What are all necessary changes to the below model so that constraint set $(2)$ becomes soft?

Give the new full model. $\alpha_{ij}$ are parameters. Eqn. $(1)$ refers to an already existing function of the decision variables that is being maximized.

\begin{align} \max\limits_{x\in \mathbb{R^{m\times n}}}&\quad f(x) \tag{1} \\ \text{s.t.}&\quad\sum_{i=1}^m a_{ij}x_{ij}=10 &\forall j=1,\ldots,m \tag{2} \\&\quad x_{ij}\ge 0 & \forall i=1,\ldots,m,\; \forall j=1,\ldots,n \tag{3} \end{align}

What will change if the problem becomes a minimization problem?

Answer 1

My approach would be: $$\begin{align} \min\>&- f(\color{darkred}x)+\sum_j \color{darkblue}p^-_j \color{darkred}s^-_j +\sum_j \color{darkblue}p^+_j \color{darkred}s^+_j\\ &\sum_i \color{darkblue}a_{i,j}\color{darkred}x_{i,j} = 10 -\color{darkred}s^-_j + \color{darkred}s^+_j&&\forall j\\ &\color{darkred}s^-_j,\color{darkred}s^+_j \ge 0 \end{align}$$ where $\color{darkblue}p$ are penalties and $\color{darkred}s$ are slack variables. This prevents duplicating the terms $\sum_i \color{darkblue}a_{i,j}\color{darkred}x_{i,j}$ (incurring possibly a large number of nonzero elements) and may also convey more clearly that we are making just one equality constraint elastic.

Answer 2

To make constraint (2) soft, you can proceed as follows.

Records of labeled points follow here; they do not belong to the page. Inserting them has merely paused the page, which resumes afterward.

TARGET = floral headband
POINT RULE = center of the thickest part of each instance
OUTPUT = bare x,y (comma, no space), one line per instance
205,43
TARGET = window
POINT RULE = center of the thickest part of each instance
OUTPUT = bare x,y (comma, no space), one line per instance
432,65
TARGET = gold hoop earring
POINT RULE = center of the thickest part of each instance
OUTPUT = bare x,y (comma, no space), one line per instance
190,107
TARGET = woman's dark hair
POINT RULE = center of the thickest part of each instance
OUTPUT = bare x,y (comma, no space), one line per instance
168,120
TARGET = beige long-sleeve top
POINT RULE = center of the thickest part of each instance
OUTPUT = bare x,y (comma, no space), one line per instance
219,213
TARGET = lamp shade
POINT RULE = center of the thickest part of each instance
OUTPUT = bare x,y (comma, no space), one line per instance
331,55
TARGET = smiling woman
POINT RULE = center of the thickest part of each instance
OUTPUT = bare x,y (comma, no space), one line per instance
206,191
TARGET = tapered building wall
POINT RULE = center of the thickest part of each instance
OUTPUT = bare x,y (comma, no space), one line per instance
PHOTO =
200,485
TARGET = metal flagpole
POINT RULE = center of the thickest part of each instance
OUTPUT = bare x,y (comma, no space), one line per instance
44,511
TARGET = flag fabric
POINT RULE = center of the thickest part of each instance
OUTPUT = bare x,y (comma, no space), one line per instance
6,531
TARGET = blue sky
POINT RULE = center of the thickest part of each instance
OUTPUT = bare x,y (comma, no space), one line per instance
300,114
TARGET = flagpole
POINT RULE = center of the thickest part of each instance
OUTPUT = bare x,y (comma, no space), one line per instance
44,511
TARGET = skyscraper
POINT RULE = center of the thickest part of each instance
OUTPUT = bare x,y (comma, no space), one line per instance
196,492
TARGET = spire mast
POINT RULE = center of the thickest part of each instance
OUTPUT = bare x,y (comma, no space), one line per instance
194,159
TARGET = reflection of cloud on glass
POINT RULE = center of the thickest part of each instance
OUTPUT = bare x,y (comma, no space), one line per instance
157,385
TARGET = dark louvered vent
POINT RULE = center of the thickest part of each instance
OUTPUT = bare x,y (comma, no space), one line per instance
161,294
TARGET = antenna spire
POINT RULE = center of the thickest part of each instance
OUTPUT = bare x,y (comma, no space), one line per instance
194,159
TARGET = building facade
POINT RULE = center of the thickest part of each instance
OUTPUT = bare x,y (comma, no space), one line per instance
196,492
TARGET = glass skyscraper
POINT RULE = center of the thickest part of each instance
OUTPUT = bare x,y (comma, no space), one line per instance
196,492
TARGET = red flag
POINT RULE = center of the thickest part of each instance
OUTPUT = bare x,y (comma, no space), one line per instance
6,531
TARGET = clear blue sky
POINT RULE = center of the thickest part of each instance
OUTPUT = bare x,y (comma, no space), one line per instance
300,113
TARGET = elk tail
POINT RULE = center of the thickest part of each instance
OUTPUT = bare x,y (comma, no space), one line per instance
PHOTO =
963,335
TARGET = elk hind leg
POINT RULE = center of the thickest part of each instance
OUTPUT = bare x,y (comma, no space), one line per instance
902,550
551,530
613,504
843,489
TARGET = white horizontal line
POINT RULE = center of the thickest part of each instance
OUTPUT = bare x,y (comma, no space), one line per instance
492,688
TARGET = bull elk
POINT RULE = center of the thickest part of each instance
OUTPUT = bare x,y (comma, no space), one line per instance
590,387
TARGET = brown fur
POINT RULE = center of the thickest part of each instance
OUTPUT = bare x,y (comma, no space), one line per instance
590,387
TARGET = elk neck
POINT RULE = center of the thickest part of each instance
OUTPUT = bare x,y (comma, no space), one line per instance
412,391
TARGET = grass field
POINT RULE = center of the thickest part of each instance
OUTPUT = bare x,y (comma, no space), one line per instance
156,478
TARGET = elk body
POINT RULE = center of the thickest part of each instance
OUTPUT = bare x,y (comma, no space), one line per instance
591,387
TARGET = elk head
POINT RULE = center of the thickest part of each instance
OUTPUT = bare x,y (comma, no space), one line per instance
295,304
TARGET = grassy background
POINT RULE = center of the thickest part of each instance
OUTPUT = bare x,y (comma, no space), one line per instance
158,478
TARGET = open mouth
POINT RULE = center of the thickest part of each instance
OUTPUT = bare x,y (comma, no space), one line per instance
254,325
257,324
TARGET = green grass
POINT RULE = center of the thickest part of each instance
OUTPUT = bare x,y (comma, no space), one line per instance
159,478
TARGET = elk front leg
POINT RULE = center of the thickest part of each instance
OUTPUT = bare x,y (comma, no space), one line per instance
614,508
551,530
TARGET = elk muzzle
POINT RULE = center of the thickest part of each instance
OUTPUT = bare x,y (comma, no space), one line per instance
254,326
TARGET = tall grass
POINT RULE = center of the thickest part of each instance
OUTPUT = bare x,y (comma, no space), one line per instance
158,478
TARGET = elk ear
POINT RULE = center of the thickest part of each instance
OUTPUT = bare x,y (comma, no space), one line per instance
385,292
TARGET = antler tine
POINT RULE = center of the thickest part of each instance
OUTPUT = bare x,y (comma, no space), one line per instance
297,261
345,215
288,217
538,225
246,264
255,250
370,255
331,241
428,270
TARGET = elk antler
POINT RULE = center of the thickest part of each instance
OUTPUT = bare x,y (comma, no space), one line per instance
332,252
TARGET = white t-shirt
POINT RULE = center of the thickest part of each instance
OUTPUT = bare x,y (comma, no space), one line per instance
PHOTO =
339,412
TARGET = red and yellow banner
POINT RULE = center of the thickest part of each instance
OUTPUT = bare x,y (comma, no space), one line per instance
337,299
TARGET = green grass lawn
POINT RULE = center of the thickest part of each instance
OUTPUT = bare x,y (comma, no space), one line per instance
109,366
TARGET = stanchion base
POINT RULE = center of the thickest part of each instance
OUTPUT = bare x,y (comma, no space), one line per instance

Transform the constraint into two inequalities (2a) and (2b), add non negative variables $\varepsilon_{kj}$, $k\in \{1,2\}$ to allow violation, and minimize the violation in the cost function : $$ \max\limits_{x\in \mathbb{R^{m\times n}}}\quad f(x) - \sum_{k,j}\varepsilon_{kj} $$ subject to \begin{align} &\sum_{i=1}^m a_{ij}x_{ij}\le10 + \varepsilon_{1j} &\forall j=1,\ldots,m \tag{2a} \\ &\sum_{i=1}^m a_{ij}x_{ij}\ge10 - \varepsilon_{2j} &\forall j=1,\ldots,m \tag{2b} \end{align}

Depending on how much violation is allowed, you might want to add weights to variables $\varepsilon_{kj}$. You might also want to consider minimizing $\max\{\varepsilon_{kj}\}$ instead.

Now if this is homework, I will leave you with question 2, which you should be able to easily answer if you understand the spirit of the above strategy.